It’s a tale pulled straight from a Jack London novel.
The star of this story is a dog named Jackie — a German shepherd-husky mix.
Jackie escaped her family in Alaska in mid-February, and she hasn’t been caught since, the Associated Press reported Wednesday.
In early January, Jackie was a stray roaming the streets of Los Angeles before she was captured and taken to a shelter.
Then the Greater Los Angeles wildfires happened.
Overburdened with strays, the L.A. County dog pound considered euthanizing Jackie.
In the nick of time, however, she was adopted by a family in Juneau, Alaska.
But on the first day with her new family, Jackie ditched her collar before escaping into the forest.
Rescued from a California shelter after devastating wildfires, Jackie was adopted by a family in February but slipped her collar and fled into a forested area. https://t.co/TJNGz0w4OE
— FOX6 News (@fox6now) April 3, 2025
Will this dog ever be captured?
“Maybe this is what she wants, is to be free and feral like this,” said Thom Young-Bayer, a Juneau animal control officer. “It’s not a safe way for her to live here.”
Animal control and volunteers deployed several traps for her, including baiting her with cheeseburgers and chicken.
But Jackie didn’t fall for them.
“We have her on video and she walks around it. She really gauges the situation.

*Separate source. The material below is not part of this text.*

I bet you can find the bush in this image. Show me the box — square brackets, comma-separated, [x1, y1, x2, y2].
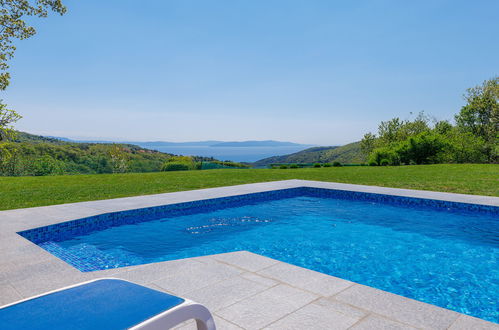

She’s looking 360 degrees around and she doesn’t make any mistakes,” Mike Mazouch of Juneau Animal Rescue said, according to Alaska’s News Source.
Jackie also burrows into moss and avoids looking directly into headlamps at night, making detection difficult.
Jackie, a German shepherd-husky mix, was rescued from an overburdened shelter in Los Angeles County after the devastating wildfires. https://t.co/D3RdDHTUym
— Anchorage Daily News (@adndotcom) April 2, 2025
But Young-Bayer said the search team is making progress.
Jackie used to flee any time she spotted a search party member.
Now, Young-Bayer says he sees Jackie on every visit to the forest.
She also frequents her feeding station.
“She does this circular pattern, and the weather’s been really good in Juneau lately — the last five or six days it’s been sunny and 45 to 50 [degrees] — so she’s out getting sun, running around, checking out her areas, and then she disappears for a while, and then we see her almost every night at her feeding station,” Mazouch said.
Lately, however, due to the danger of bears awakening from hibernation, search volunteers have stopped leaving food.
“We’re building the familiarity with her and the comfort that we’re not gonna hurt her,” Mazouch said.
“We’re going to be here forever trying to catch her, you know, we’ll put that time into her,” he added.